Question

The angles of depression of the top and the bottom of an 8 m tall building from the top of a multi-storeyed building are 30° and 45° respectively. Find the height of the multi-storeyed building and the distance between the two buildings. (use \(\sqrt{ 3}\) = 1.73)

Answer 1

Let the height of the multi-storeyed building be h, and the distance between the two buildings be d.

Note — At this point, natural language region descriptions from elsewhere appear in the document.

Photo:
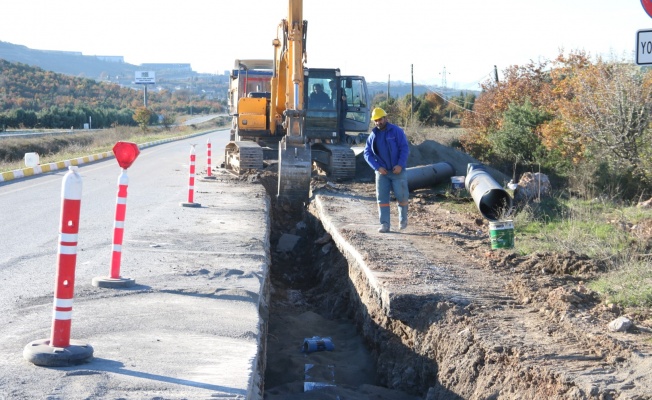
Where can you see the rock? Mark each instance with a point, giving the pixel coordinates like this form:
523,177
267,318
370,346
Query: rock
324,239
620,324
532,186
645,204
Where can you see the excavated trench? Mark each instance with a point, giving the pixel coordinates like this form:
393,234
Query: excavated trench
312,296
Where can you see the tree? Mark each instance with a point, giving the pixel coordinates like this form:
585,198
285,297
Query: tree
612,111
518,140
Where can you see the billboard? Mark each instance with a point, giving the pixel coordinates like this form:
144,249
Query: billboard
145,77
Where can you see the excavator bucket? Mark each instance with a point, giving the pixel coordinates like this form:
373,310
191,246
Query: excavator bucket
242,156
294,169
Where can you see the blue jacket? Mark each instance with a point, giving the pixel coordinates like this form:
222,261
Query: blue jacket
387,148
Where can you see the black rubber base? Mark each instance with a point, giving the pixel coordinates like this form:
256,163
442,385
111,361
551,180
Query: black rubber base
39,352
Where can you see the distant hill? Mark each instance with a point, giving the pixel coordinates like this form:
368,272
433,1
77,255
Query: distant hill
400,89
98,68
70,63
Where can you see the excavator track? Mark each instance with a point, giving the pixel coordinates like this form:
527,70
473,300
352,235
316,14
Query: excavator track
242,156
294,170
336,160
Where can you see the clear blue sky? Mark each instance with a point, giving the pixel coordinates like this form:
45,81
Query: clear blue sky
379,39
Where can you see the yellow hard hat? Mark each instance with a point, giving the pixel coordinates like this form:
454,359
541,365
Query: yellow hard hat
378,113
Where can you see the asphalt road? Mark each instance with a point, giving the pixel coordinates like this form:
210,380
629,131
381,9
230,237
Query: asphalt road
190,327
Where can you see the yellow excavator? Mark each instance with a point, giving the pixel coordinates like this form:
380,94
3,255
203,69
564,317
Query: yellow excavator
282,110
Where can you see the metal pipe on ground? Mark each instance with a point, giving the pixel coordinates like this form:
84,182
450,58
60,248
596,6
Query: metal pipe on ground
428,175
491,199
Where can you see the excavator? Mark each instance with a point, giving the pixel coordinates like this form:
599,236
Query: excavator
275,117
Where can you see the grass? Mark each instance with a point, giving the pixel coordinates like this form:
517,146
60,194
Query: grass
605,231
615,234
601,229
65,147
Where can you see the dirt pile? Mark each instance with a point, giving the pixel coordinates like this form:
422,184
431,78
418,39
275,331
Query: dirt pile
496,325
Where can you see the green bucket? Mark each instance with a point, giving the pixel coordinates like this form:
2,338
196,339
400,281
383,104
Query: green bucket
501,234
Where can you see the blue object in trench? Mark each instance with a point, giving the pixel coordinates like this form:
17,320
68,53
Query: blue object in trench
316,343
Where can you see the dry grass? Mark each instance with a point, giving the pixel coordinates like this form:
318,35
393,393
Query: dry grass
70,146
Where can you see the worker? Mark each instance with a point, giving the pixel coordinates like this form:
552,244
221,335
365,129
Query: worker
319,98
386,151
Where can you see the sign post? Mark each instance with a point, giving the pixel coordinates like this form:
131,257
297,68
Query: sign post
125,154
644,47
145,78
647,6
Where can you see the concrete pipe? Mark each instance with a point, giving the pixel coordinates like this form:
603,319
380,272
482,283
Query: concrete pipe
491,199
428,175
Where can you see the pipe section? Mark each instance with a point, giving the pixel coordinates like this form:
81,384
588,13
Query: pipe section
428,175
491,199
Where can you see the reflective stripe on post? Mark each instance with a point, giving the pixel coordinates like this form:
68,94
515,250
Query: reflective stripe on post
119,224
208,157
59,350
67,258
191,184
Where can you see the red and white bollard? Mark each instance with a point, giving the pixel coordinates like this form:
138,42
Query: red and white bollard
209,174
191,184
125,153
114,279
59,350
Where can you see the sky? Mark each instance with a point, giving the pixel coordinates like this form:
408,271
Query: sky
430,41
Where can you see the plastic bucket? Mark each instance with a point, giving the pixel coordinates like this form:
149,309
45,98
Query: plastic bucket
501,234
457,182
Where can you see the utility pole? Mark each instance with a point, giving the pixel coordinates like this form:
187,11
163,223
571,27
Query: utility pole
412,92
388,80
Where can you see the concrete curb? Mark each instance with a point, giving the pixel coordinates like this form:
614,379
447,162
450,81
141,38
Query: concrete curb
55,166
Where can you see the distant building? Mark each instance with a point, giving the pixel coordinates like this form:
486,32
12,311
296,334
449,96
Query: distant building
177,67
68,53
118,59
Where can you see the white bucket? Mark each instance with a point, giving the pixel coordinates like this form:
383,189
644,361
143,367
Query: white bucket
457,182
31,160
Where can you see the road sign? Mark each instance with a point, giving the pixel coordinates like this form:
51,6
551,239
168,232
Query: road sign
647,6
125,153
145,77
644,47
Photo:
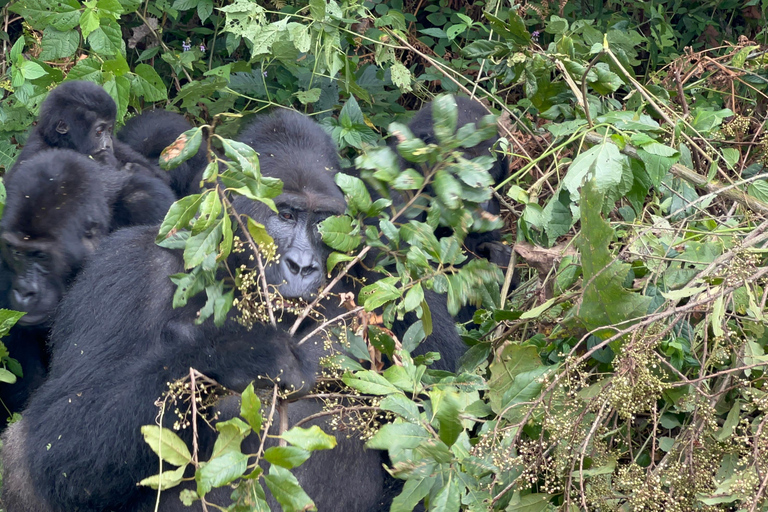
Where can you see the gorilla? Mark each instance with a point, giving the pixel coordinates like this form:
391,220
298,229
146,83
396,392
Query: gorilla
117,342
80,116
488,244
151,132
56,213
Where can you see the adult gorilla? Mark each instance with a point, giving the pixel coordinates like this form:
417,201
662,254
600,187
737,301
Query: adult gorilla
488,244
117,342
80,116
151,132
56,213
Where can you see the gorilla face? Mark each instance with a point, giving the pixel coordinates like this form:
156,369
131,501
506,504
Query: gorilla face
299,271
55,216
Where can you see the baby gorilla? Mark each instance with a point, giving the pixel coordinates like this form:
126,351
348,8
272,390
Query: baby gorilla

1. Using the angle of depression of 45°:

\[ \tan(45^\circ) = \frac{8}{d_1} \]

Since \(\tan(45^\circ) = 1\), we have:

\[ d_1 = 8 \, \text{m} \]

This is the horizontal distance from the base of the multi-storeyed building to the base of the 8 m tall building.

2. Using the angle of depression of 30°:

\[ \tan(30^\circ) = \frac{h - 8}{d_1 + 14} \]

Substituting \(\tan(30^\circ) = \frac{1}{\sqrt{3}}\) and \(d_1 = 8\):

\[ \frac{1}{\sqrt{3}} = \frac{h - 8}{8 + 14} \]

Simplifying:

\[ \frac{1}{\sqrt{3}} = \frac{h - 8}{22} \]

\[ h - 8 = \frac{22}{\sqrt{3}} \approx 12.67 \]

Therefore:

\[ h = 8 + 12.67 = 20.67 \, \text{m} \]

Thus, the height of the multi-storeyed building is approximately 20.67 m, and the distance between the two buildings is 14 m.